The consultation paper included a draft prescribed form which set out the proposed list of people qualified to sign this life or death certificate. Here is the list, in the order suggested: anybody (yes, whatever his or her qualification) who has known you for at least 2 years or [no matter how long they have known you]
a local business person or shopkeeper;
a registered social worker;
a General Practitioner (GP) or any other registered Medical Health
Care Professional;
a police officer;
a bank or building society officer;
a solicitor, barrister, magistrate or Justice of the Peace;
a librarian;
a minister of religion;
a professionally qualified person, for example, a teacher or
engineer;
a local authority councillor;
a civil servant;
a Member of Parliament (MP) or Member of the European Parliament.
(MEP)
And is NOT
a relative of the donor;
a husband, wife or civil partner of the donor;
a person who has lived with the donor as husband or wife or as civil partner for two years or more;
an attorney appointed under this form or any other LPA or any other enduring power of attorney;
a current paid carer;
the manager or an employee of the care home where the donor resides; and
a person named on the form to be notified of an application to register this LPA. (Notice the absence of relatives of the donee of the power from this exclusion list!)

I've got nothing against shopkeepers, but would you let the manager of your local Tesco decide if you had mental capacity to do anything?

Apparently this prevision has caused a lot of controversy. The consultation period is over now and the results are awaited. But doesn't the very fact that this decision, this vital decision, has been taken out of the hands of true professionals, with all the accountability and competence which that entails, convince you that the government does not like professionals of any type?

Here are the consultation papers:
http://www.dca.gov.uk/consult/powerattorney/cp0106.htm

Wednesday, May 03, 2006

Big is Different - Does it Matter?

While I was preparing this newswire I was struck by the impressive nature of Squire, Sanders & Dempsey, a "Multinational Partnership of Foreign Lawyers and Solicitors regulated by The Law Society." This group, featured later in the wire, has a London office which appears to be lead by a team of lawyers from America. It practises world-wide and has an office in China where the law Society president has just spent 10 days on tour. The firm has a very talented load of lawyers, and bears as much relationship to my firm as a pride of lions does to my three household moggies.

Then there appeared the full page advert in the Times for Barlow Lyde & Gilbert (BLG), another multi national firm. They show a list of over 250 firms and their top people. The implication is that BLG has acted for these firms in litigation, or against them. The slogan "If you'd like your name kept out of the legal papers, take a note of ours" does not actually make this clear. Are these the people that BLG have taken on cases against and, if so, is it fair to print their names in the paper?
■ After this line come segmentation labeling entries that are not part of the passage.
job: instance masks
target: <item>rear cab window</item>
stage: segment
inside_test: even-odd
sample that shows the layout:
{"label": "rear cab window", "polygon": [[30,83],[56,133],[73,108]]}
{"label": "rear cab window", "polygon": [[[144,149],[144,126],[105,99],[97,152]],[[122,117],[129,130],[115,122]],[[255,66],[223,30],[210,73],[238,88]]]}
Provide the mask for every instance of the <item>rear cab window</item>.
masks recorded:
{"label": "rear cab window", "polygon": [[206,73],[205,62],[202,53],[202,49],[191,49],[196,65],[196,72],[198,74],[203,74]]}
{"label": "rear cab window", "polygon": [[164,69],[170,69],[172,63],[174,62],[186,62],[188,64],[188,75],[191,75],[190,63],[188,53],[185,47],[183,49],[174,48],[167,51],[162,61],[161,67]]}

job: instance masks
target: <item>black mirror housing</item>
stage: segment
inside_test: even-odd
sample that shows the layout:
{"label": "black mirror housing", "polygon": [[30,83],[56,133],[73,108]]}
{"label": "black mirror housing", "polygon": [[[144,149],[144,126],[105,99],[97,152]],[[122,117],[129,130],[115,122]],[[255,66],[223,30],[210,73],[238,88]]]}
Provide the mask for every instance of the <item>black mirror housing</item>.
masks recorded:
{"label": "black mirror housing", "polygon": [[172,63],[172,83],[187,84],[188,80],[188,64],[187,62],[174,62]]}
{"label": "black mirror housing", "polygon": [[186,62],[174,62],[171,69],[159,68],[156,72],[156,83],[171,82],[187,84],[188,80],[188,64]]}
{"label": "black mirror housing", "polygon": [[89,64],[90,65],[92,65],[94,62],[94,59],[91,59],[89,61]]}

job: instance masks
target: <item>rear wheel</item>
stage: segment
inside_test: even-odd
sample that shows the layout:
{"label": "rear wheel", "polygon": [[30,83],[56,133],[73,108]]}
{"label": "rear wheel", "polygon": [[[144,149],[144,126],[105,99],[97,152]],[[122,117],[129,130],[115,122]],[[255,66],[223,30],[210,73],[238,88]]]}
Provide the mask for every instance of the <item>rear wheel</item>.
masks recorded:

Are these their successful clients, and, if so, is it right to print their names in the paper, even if, as must have been the case, they all gave informed consent?
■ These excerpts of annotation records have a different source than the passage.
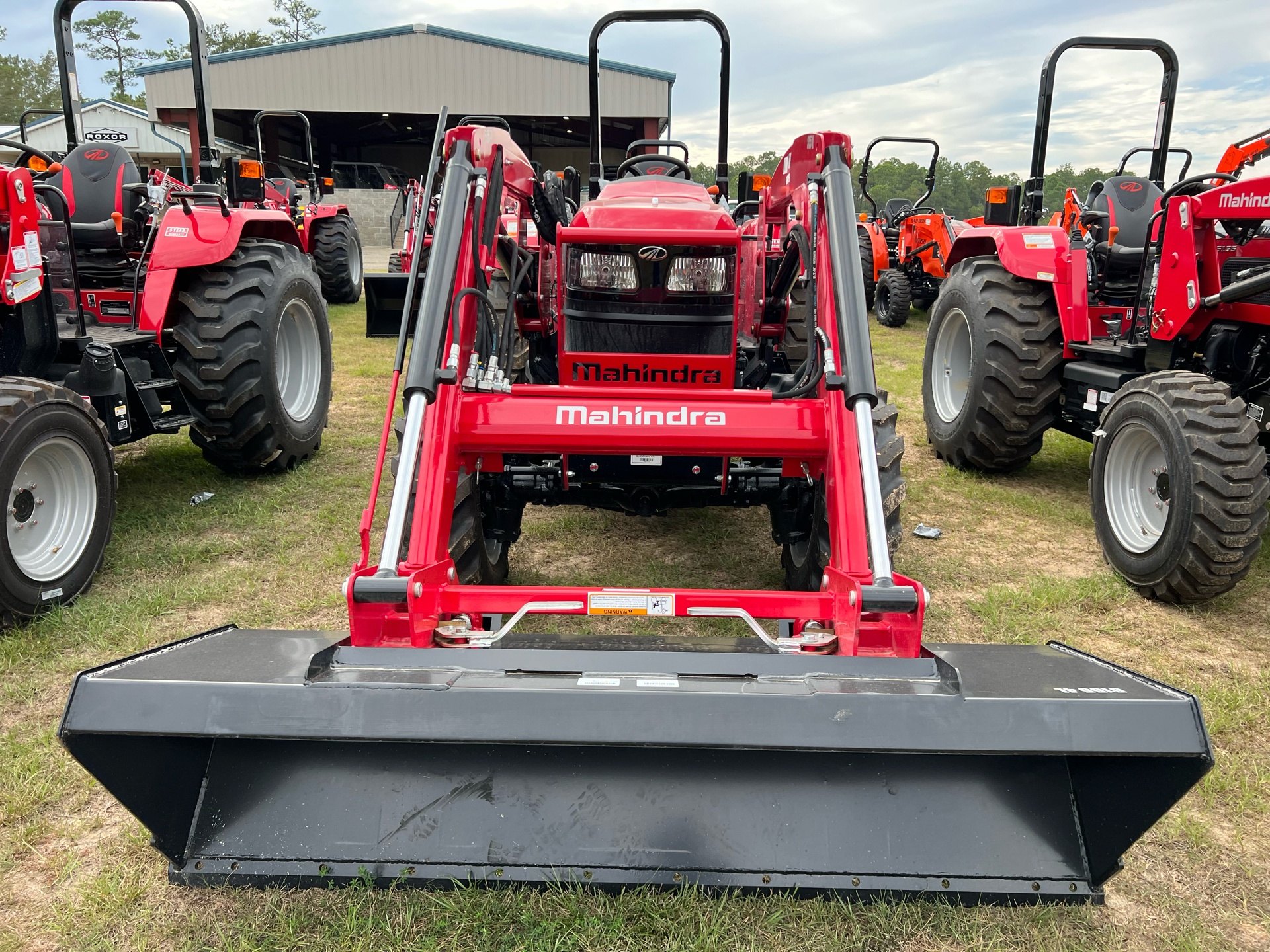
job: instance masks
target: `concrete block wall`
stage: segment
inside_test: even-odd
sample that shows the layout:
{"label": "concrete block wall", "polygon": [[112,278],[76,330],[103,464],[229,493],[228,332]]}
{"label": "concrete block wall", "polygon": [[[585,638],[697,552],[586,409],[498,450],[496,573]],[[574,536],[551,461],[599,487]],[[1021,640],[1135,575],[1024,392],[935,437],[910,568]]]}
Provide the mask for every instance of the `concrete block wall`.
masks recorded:
{"label": "concrete block wall", "polygon": [[[347,204],[348,213],[357,222],[357,234],[366,248],[384,248],[389,241],[389,216],[398,202],[398,193],[389,189],[338,189],[333,201]],[[398,228],[398,241],[401,230]]]}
I would never even have thought of doing that, even if I could have afforded to do so.

These firms move in a different world to mine and their interests are in general very different to mine.
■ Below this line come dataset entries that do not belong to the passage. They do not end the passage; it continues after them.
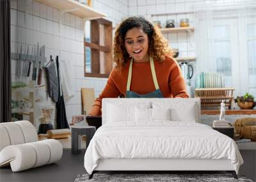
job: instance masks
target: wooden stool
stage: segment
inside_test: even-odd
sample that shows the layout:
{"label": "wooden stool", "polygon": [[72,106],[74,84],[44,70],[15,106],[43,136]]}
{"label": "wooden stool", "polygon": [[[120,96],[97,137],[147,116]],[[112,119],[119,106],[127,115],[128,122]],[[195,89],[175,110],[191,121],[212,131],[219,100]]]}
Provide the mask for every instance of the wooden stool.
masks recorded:
{"label": "wooden stool", "polygon": [[86,148],[88,146],[94,133],[95,126],[77,125],[71,127],[71,153],[79,154],[81,152],[82,135],[86,135]]}

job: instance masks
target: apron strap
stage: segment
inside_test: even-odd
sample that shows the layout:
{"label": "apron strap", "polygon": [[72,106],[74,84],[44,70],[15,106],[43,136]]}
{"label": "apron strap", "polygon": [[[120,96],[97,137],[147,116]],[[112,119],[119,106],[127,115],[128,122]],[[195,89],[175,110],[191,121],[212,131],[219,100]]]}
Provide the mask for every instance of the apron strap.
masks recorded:
{"label": "apron strap", "polygon": [[154,84],[155,85],[156,89],[157,90],[159,89],[159,86],[158,85],[157,79],[156,79],[155,66],[154,65],[154,59],[152,57],[150,57],[149,59],[150,61],[150,68],[151,68],[151,73],[153,77]]}
{"label": "apron strap", "polygon": [[[156,89],[157,90],[159,89],[159,86],[158,85],[157,79],[156,78],[155,66],[154,65],[154,59],[151,57],[150,57],[149,59],[150,62],[150,69],[151,69],[151,73],[153,77],[154,84],[155,86]],[[130,62],[130,65],[129,66],[128,79],[127,79],[127,84],[126,86],[126,91],[130,91],[131,81],[132,79],[132,62],[133,62],[133,59],[132,58]]]}
{"label": "apron strap", "polygon": [[131,87],[131,80],[132,79],[132,61],[133,59],[131,60],[130,65],[129,66],[129,72],[128,72],[128,79],[127,79],[127,84],[126,86],[126,91],[130,91]]}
The Law Society has just finished an enormous consultation exercise which asked all solicitors to fill in a questionnaire about the future of the profession. It was very successful, with more respondents than ever before and they have promised to follow the opinions expressed (although I will believe it when I see it.) But surely, the views expressed by the enormous firms mentioned above (which are nothing like the biggest out there) will not be the same as mine simply because the firms are so different?

Isn't it time that we recognised that big firms and little firms are so different that they need separate representation? On the other hand, assuming that the big firms would never want to conflict with the little firms, does their association with the pride of lions they represent give strength to the high street lawyer? What do you think, and did you tell the Law Society?